An experienced quilter, Hauschel works in the basement of her home in Hillsboro. In fact, she has one room that’s devoted to her quilting projects. In another, larger room she has a sewing machine attached to a metal frame that enables her to machine-stitch patterns on the top of the quilts.

Lana Hauschel, with 5-year-old grandson Easton, holds one of the 64 quilts pieced by her mother that will be donated to Project Linus for distribution to hospitalized children. “They give quilts to sick and terminally children in the Wichita area hospitals, I believe,” said Hauschel, adding that she intends to make an annual donation in her mother’s honor. Free Press/Aleen Ratzlaff
Lana Hauschel, with 5-year-old grandson Easton, holds one of the 64 quilts pieced by her mother that will be donated to Project Linus for distribution to hospitalized children. “They give quilts to sick and terminally children in the Wichita area hospitals, I believe,” said Hauschel, adding that she intends to make an annual donation in her mother’s honor. Free Press/Aleen Ratzlaff
Hauschel said she taught herself to machine quilt and uses the free-motion quilting machine that joins the back, batting and quilt top with a pattern of stitching.

She first attaches an unfinished quilt to rods on the frame.

“It takes me longer to pin it in than it does to quilt it,” she said about the process. ““I started with (stitching) a pattern but I don’t follow the pattern anymore. Mine’s an older machine that doesn’t have a stitch regulator on it, so it’s me that’s (making the stitching pattern).”

The machine she uses now is her second one.

“The first one we got was a little bit smaller,” she said. “Thanks to my mom, we wore that one out. It wouldn’t stay in time ever, so we traded it in for the next size bigger.”

The machine’s timing is vital.

“If timing is off a millisecond, it skips stitches,” Hauschel said. “The top stitch won’t connect with the bottom thread.”

In fact, her initial goal was to complete 86 quilts by her mother’s birthday—86 quilts for age 86.

After Hauschel had completed 64 quilts, the machine hit a pin as she was stitching No. 65.

“Hitting the pin threw off the machine’s timing so it skips stitches,” she said. “I’ve got long stitches here that are not attaching. My husband can fix (the machine) but we haven’t had time to get together.”

Husband Rick, who is employed as service manager at John Deere, compares the quilting machine to a hay baler.

“He says everything has to be lined up just so-so,” she said.

So Hauschel decided to stop at 64 quilts.
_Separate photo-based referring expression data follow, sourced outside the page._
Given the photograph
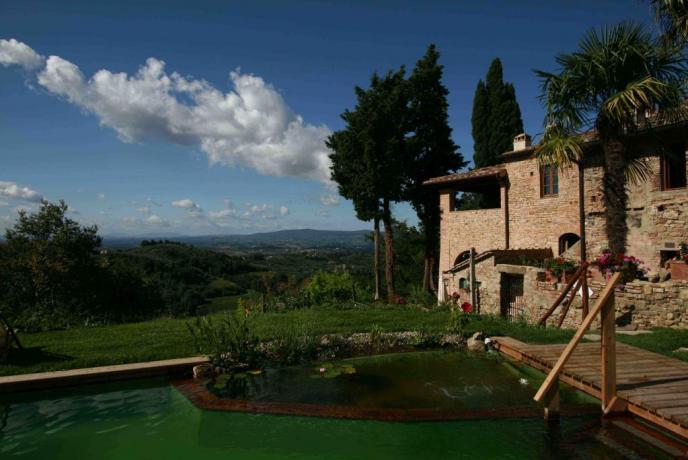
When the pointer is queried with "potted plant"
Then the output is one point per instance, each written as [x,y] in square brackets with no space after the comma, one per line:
[679,267]
[560,268]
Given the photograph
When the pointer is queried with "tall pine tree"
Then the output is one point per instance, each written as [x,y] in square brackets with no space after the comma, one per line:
[496,117]
[431,148]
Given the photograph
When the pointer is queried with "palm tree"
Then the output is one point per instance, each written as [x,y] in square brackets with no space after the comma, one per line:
[617,76]
[672,16]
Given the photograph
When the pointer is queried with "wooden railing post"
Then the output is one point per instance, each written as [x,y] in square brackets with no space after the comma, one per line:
[553,375]
[551,401]
[610,403]
[582,271]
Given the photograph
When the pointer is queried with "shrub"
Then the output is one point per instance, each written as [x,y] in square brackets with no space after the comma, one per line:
[294,345]
[229,343]
[419,296]
[328,287]
[560,265]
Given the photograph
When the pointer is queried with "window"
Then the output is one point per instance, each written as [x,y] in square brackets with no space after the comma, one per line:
[549,180]
[674,168]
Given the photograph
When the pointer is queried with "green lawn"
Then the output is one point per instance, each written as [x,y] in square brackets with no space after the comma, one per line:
[169,338]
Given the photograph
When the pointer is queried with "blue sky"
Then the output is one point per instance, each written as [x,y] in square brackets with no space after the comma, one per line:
[190,149]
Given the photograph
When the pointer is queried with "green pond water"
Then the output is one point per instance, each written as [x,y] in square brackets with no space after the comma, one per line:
[151,419]
[440,380]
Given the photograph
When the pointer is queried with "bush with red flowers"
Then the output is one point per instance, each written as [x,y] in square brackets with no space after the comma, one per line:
[629,266]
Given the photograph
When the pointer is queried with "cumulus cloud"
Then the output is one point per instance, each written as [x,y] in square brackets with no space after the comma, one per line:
[157,220]
[251,212]
[13,52]
[248,126]
[329,199]
[12,190]
[185,203]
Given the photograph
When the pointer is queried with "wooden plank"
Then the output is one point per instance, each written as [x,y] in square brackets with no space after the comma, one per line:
[53,379]
[572,296]
[563,294]
[658,420]
[602,300]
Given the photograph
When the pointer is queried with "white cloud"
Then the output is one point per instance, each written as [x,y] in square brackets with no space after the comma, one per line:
[157,220]
[223,214]
[13,52]
[329,199]
[185,203]
[249,126]
[12,190]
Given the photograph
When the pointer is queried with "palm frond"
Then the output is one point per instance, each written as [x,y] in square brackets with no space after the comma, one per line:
[559,147]
[637,96]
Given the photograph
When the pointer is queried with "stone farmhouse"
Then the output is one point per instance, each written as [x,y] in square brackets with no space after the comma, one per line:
[533,214]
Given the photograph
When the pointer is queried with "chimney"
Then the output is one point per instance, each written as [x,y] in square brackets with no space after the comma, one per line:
[521,142]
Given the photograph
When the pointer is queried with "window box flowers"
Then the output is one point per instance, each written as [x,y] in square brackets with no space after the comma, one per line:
[629,266]
[679,268]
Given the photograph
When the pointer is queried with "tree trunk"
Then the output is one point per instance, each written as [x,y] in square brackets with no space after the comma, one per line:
[376,256]
[615,197]
[389,251]
[428,272]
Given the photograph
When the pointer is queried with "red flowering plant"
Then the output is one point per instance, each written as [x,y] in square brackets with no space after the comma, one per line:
[629,266]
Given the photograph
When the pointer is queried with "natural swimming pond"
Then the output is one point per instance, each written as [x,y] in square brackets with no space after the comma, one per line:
[151,419]
[446,382]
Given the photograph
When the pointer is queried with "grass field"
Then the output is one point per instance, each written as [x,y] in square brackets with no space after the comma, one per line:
[169,338]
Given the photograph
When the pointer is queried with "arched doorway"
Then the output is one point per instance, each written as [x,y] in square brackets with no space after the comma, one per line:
[567,241]
[465,255]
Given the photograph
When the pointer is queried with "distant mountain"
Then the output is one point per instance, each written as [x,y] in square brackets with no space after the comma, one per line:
[299,238]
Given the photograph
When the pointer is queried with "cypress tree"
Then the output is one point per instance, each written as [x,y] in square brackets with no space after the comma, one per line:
[432,150]
[369,156]
[480,128]
[495,136]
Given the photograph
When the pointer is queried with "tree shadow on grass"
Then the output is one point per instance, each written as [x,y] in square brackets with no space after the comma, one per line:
[31,356]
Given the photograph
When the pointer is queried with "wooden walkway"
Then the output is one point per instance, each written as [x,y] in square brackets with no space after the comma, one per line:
[654,387]
[43,380]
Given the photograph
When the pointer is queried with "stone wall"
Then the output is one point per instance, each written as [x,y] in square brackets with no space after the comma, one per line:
[639,304]
[459,231]
[534,221]
[657,219]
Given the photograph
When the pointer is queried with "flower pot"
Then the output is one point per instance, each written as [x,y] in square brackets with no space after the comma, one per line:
[567,276]
[550,277]
[597,276]
[679,270]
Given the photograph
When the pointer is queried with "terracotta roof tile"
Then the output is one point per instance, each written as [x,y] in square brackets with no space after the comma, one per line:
[488,171]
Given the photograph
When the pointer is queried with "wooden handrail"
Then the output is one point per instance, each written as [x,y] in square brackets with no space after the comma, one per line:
[572,296]
[553,375]
[582,271]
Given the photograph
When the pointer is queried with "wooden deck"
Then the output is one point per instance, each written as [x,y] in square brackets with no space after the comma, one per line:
[654,387]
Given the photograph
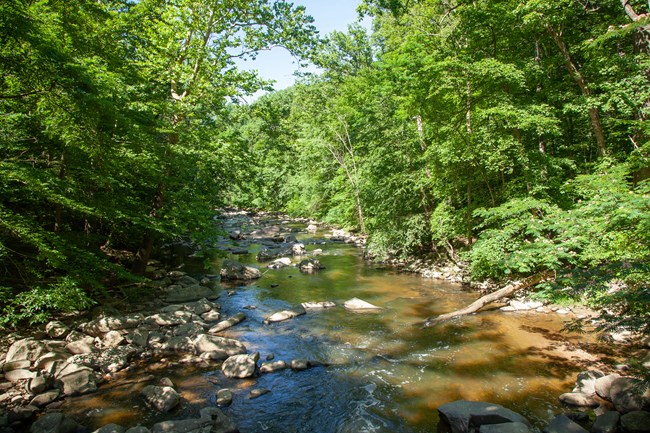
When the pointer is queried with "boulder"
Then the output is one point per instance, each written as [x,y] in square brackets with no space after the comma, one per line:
[228,323]
[562,424]
[271,367]
[45,398]
[586,381]
[318,305]
[212,343]
[212,420]
[636,422]
[257,392]
[232,270]
[224,397]
[240,366]
[56,329]
[161,398]
[460,415]
[25,349]
[310,265]
[55,422]
[602,385]
[281,316]
[112,339]
[606,423]
[76,379]
[357,304]
[578,399]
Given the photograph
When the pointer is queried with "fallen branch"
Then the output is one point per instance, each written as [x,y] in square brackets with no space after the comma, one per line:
[494,296]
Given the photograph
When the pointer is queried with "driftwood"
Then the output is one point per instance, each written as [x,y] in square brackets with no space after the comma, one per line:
[491,297]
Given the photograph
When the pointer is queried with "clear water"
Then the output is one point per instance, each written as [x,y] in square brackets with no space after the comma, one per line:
[380,372]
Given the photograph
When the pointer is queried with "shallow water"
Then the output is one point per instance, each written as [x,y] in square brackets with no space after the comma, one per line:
[380,372]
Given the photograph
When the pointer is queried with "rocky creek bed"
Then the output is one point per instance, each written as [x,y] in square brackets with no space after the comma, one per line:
[184,327]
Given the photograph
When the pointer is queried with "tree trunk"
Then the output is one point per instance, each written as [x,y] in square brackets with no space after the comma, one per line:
[491,297]
[584,88]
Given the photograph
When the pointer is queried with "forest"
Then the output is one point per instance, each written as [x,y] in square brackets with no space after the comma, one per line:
[510,138]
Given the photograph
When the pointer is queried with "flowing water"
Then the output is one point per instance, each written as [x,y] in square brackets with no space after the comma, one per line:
[380,371]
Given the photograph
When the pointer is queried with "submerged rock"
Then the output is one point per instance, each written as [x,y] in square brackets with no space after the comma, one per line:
[458,415]
[161,398]
[358,304]
[232,270]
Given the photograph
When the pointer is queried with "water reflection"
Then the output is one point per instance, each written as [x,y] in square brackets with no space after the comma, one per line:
[380,371]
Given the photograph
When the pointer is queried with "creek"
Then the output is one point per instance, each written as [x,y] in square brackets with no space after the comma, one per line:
[376,371]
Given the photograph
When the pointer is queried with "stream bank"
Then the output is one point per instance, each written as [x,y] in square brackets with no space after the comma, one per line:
[367,370]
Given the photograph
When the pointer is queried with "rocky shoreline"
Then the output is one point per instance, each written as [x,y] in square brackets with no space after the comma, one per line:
[184,320]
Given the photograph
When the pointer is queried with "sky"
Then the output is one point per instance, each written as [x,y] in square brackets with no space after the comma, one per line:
[278,65]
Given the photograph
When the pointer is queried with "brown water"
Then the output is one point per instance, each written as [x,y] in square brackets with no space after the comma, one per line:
[381,371]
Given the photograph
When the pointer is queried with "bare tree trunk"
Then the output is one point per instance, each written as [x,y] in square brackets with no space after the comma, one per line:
[491,297]
[584,87]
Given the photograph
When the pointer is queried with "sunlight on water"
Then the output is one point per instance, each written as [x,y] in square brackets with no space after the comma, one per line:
[380,372]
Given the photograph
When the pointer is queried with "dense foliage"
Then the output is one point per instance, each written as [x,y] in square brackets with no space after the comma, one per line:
[110,112]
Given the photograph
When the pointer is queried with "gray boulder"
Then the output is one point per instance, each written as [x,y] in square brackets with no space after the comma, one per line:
[563,424]
[232,270]
[161,398]
[636,422]
[240,366]
[460,415]
[212,343]
[212,421]
[25,349]
[228,323]
[76,379]
[578,399]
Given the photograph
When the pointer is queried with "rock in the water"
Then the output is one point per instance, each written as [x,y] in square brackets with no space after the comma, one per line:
[318,305]
[232,270]
[212,343]
[300,364]
[77,379]
[281,316]
[562,424]
[602,385]
[258,392]
[161,398]
[212,420]
[510,427]
[310,265]
[25,349]
[636,422]
[271,367]
[55,422]
[578,399]
[586,381]
[458,415]
[110,428]
[358,304]
[606,423]
[45,398]
[228,323]
[224,397]
[56,329]
[240,366]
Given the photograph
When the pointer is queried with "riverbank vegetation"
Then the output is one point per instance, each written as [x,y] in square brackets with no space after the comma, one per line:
[511,137]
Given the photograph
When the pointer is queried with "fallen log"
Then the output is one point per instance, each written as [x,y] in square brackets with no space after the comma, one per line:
[491,297]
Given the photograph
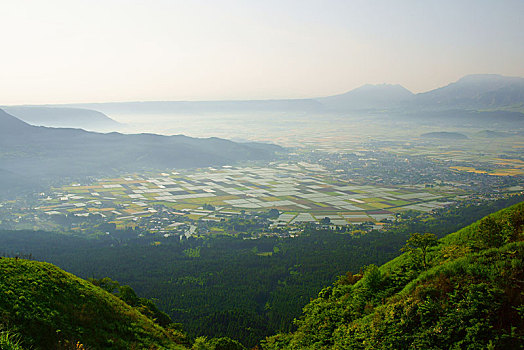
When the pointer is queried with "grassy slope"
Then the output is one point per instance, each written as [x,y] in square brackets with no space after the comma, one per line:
[50,308]
[471,297]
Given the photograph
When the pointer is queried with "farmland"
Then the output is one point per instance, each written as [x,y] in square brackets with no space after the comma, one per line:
[302,192]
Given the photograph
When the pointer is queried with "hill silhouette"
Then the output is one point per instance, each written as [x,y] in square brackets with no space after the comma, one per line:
[462,292]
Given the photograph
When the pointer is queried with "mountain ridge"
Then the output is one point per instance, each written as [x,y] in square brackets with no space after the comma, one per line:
[463,291]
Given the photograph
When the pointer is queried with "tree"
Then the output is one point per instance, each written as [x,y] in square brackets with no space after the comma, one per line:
[420,242]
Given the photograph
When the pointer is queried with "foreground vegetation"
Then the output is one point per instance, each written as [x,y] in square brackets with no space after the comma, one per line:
[230,287]
[465,291]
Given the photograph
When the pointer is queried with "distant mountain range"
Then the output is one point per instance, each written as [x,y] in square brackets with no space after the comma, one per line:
[63,117]
[478,91]
[368,97]
[472,92]
[468,98]
[34,153]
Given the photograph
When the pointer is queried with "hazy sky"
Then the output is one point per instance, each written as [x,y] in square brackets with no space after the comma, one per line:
[61,51]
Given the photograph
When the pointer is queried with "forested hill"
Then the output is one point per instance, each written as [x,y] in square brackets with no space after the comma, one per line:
[44,307]
[465,291]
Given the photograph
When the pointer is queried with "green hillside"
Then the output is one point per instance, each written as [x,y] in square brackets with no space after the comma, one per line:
[48,308]
[465,292]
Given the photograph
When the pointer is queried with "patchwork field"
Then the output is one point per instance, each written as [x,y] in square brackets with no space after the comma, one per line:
[302,192]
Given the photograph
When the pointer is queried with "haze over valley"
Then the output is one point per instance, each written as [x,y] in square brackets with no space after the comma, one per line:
[262,175]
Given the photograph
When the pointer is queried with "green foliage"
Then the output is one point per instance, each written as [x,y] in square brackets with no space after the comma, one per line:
[10,341]
[418,245]
[231,291]
[223,343]
[53,309]
[470,297]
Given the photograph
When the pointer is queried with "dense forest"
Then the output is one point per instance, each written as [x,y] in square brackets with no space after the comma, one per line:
[226,286]
[465,291]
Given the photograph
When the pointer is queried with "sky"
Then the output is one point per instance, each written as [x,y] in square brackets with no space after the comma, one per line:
[73,51]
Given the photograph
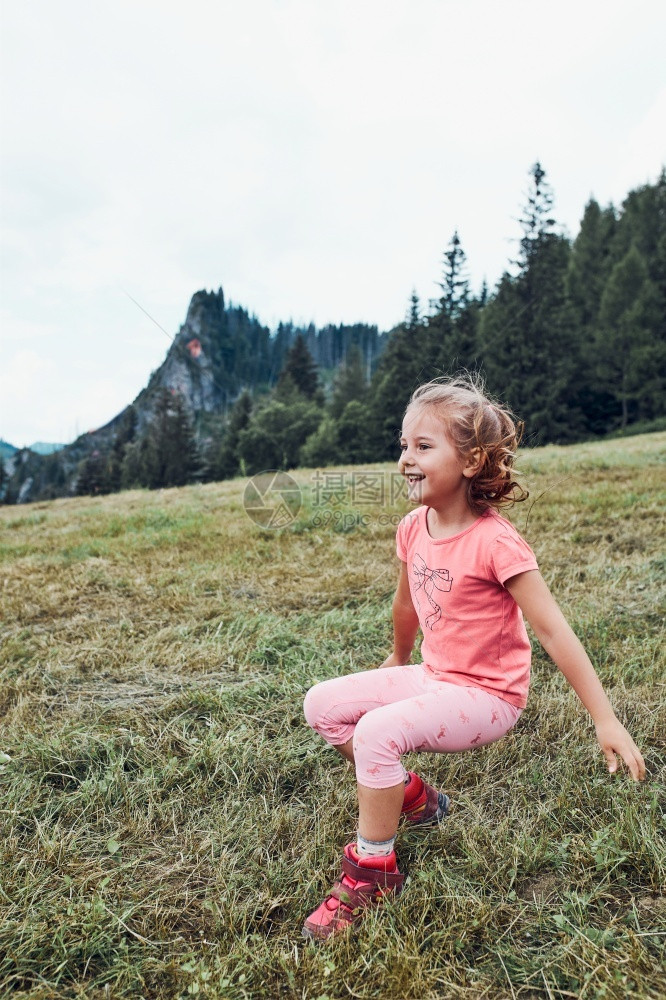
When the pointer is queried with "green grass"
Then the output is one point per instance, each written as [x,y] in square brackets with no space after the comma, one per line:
[168,820]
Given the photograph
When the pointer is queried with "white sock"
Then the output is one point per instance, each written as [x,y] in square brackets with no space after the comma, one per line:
[373,848]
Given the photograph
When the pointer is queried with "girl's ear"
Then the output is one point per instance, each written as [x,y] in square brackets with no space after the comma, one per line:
[473,463]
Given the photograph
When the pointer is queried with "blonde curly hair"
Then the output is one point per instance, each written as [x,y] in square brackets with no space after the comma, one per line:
[477,424]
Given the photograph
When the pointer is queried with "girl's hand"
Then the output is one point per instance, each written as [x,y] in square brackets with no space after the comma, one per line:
[613,738]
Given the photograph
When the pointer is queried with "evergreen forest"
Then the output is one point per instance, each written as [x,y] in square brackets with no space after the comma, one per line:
[572,338]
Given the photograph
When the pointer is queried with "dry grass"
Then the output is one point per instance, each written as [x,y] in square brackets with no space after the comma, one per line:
[168,820]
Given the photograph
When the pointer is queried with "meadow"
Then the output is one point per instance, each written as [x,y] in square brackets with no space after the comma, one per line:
[168,820]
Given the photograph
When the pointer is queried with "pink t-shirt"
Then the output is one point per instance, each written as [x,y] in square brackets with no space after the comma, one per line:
[473,630]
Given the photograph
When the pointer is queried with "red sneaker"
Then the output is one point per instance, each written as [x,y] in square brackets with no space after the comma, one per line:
[423,804]
[363,883]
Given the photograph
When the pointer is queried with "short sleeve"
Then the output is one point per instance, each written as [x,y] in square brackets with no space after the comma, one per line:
[510,554]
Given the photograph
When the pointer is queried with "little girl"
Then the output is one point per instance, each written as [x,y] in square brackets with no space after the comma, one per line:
[467,578]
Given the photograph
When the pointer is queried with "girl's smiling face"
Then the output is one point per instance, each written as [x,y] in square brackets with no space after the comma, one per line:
[436,473]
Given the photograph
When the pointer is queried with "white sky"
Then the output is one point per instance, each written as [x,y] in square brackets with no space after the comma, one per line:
[312,158]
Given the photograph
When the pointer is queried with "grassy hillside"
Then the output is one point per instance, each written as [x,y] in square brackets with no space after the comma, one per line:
[156,648]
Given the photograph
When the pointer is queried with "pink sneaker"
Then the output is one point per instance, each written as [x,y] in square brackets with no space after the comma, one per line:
[423,804]
[363,883]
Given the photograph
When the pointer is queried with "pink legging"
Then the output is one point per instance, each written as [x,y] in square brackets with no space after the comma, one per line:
[397,709]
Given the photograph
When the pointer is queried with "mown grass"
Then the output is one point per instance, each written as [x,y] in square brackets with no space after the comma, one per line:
[168,820]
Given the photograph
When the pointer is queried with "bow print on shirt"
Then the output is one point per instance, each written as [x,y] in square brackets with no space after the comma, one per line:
[430,580]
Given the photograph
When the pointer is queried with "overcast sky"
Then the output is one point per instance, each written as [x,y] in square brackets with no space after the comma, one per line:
[312,158]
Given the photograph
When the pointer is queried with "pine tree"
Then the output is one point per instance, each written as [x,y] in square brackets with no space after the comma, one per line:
[171,456]
[276,433]
[530,350]
[455,283]
[625,344]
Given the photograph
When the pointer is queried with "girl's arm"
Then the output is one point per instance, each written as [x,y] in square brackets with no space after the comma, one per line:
[405,623]
[532,595]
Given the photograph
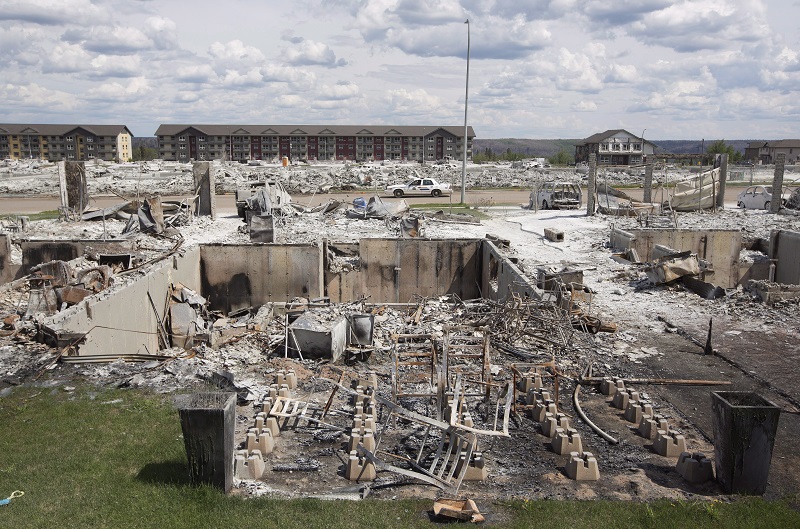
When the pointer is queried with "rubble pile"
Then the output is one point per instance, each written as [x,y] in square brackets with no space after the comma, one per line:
[24,177]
“I was shooting for 86 and the machine broke down at 64, and I told myself that was Mom telling me that she’s 64 for eternity,” Hauschel said with a chuckle. “She didn’t want to be 86. I could see her doing that, so I didn’t push it.”

While Hauschel headed up the project, she had several friends who helped out.

“On a good day, I could get 10 to 12 quilts quilted, on a good day,“ she said. “When I first started, I would just quilt. I had a friend here in town and she trimmed them. While she was trimming, I was still quilting. And then I had another friend come over later and she trimmed again.”

She had another friend who helped with the binding. Also her extended family was involved, including three of Lyman’s sisters who helped to hand-stitch the binding around the quilts.

“I wanted as much of my mom’s family to touch the quilts as possible,” Hauschel said.

The Hauschels have two grown daughters, Lauren and Reba, and six grandchildren.

“I loaded the quilts up with one of my daughters and we went to Pittsburg, Kan., and stitched with my mom’s granddaughters,” she said. “We didn’t get much done, but it was a lot of fun.”

Hauschel said although she experienced some exhaustion completing the three-week project, it was worth the effort.

“I would probably do it all over again if I had to,” she said. “Truthfully, it was never about the quilts for her. It was about the journey.